Order: On 24th April, 1954, the present applicant applied to the court for the issue of a writ of summons on a claim for a perpetual injunction to restrain the respondents, their agents or servants from selling certain properties of the applicant which had been mortgaged to them under two deeds of mortgage dated respectively the 14th October, 1948 and the 22nd March, 1952 to secure advances of money made to the applicant for the purchase of cocoa. The writ stated that the properties had been advertised for sale on the 4th and 8th May, 1954 and the ground of the claim was that the sale was without notice and "against the fundamental principles of equity."
The writ was made returnable on the 8th June; but on 24th April, contemporaneously with the application for the issue of the writ, the applicant had filed a further application for an interim injunction to restrain the respondents from proceeding with the advertised sales of the property pending the hearing and determination of the suit. This application was set down for hearing on 30th April, 1954, but on the application of the applicant on that date was for good cause shown adjourned to 3rd May when it was part heard before the necessity for production of further documents caused an adjournment. The arguments were concluded on 6th May, the respondents having meanwhile given an undertaking not to proceed with the sales, pending a decision on the application.

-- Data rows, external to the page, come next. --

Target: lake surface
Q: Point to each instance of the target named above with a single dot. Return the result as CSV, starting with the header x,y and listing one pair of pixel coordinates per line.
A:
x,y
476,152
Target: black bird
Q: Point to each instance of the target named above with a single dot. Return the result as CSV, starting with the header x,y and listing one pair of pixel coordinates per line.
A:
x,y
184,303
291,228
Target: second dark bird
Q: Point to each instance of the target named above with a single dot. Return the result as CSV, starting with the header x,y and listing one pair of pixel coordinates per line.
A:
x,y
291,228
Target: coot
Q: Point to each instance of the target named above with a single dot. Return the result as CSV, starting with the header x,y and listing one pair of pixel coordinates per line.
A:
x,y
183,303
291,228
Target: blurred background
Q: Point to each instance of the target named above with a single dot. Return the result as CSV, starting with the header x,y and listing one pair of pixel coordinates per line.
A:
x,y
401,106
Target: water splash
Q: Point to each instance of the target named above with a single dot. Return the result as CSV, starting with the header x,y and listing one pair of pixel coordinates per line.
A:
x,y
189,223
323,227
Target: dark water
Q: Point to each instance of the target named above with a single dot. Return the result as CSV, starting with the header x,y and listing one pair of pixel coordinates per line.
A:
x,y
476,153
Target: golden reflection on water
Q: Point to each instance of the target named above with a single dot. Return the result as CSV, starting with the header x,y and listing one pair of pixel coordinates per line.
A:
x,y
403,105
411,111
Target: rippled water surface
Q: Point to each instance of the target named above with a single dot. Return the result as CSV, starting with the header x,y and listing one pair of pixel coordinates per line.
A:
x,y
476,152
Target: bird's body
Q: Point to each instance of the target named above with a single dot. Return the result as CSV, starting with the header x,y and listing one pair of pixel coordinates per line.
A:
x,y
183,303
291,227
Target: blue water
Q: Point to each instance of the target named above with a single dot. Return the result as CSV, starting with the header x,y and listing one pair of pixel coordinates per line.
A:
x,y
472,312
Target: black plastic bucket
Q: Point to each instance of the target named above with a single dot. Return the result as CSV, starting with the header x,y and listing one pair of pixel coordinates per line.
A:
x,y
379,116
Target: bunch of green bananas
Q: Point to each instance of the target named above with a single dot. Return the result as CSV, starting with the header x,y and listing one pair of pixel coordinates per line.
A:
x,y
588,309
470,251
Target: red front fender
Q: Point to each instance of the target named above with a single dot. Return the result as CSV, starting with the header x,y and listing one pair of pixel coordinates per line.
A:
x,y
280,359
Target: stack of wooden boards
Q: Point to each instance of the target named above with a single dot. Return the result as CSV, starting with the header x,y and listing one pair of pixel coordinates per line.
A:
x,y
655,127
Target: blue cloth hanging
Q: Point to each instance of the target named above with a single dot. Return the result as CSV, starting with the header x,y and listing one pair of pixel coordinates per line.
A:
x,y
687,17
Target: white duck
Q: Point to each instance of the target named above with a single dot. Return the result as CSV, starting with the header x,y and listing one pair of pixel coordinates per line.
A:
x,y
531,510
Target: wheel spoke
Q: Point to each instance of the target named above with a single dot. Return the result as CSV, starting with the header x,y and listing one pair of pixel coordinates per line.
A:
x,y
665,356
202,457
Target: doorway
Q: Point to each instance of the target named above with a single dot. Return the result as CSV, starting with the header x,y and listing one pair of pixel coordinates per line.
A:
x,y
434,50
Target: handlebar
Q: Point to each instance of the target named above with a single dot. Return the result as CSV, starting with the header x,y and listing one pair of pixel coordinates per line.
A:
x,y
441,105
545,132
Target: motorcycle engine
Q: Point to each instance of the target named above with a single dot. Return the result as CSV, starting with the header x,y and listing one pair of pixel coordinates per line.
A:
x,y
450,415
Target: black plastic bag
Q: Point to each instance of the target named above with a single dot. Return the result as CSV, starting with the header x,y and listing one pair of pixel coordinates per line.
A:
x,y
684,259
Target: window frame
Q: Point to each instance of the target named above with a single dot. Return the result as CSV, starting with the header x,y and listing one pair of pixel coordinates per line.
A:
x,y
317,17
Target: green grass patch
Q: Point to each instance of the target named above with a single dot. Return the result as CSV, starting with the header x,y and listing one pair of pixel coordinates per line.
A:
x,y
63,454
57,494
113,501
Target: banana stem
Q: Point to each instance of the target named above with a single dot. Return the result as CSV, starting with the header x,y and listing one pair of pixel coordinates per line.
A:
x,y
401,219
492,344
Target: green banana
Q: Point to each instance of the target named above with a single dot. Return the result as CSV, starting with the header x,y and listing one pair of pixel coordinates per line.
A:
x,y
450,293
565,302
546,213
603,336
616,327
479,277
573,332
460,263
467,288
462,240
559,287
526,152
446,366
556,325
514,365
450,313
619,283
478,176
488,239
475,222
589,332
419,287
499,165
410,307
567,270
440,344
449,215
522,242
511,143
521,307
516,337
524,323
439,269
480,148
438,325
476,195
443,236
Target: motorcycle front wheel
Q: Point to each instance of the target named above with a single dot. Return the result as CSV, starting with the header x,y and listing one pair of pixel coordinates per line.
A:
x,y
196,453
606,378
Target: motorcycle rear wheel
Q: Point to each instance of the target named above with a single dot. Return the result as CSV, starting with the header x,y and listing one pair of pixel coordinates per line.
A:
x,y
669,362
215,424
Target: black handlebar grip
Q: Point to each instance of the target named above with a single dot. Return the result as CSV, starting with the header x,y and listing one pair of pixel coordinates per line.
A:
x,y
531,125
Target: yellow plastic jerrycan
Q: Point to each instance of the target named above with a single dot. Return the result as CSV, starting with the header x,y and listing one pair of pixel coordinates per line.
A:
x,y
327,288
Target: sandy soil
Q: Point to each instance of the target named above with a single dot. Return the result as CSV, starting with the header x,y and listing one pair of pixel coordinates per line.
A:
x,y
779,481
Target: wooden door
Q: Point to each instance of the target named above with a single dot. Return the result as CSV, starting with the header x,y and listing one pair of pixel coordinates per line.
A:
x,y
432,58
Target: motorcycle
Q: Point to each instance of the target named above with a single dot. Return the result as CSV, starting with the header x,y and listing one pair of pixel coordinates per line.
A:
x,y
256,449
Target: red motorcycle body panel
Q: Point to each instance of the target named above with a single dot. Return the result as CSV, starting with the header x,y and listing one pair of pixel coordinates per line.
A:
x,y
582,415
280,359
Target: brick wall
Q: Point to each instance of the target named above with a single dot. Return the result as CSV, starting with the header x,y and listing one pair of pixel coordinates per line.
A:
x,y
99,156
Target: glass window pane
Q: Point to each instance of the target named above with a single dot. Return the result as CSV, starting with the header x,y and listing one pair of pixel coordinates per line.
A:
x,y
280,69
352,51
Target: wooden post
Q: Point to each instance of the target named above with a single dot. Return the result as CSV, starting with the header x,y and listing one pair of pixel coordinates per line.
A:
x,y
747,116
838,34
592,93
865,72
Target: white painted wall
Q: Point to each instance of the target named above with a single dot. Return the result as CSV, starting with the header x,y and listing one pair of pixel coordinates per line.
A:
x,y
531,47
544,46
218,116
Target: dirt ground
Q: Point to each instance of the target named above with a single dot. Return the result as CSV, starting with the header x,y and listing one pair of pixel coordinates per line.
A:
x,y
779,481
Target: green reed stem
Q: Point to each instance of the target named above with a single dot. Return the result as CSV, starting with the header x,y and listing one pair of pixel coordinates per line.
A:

The hearing of the application for an interim injunction has blossomed by the action of the parties themselves into a full-blown argument on the merits of the claim and I do not see that there is now very much left to try on the 8th June, when the writ is returnable.
It would seem that the respondents at any rate have treated the whole proceedings as an attempt to obstruct and delay the first respondents in exercising their legal remedy under the mortgage to sell the properties and so
to liquidate the debt due to them. It has been stated in the course of the hearing that th first respondents have now wound up their business in the Gold Coast and their representative is leaving the country early in June. For that reason no doubt they at any rate were anxious to get an early decision on the merits of the claim in the writ for a perpetual injunction. What is before me at this stage however is the application for an interim injunction and I am proceeding on that basis.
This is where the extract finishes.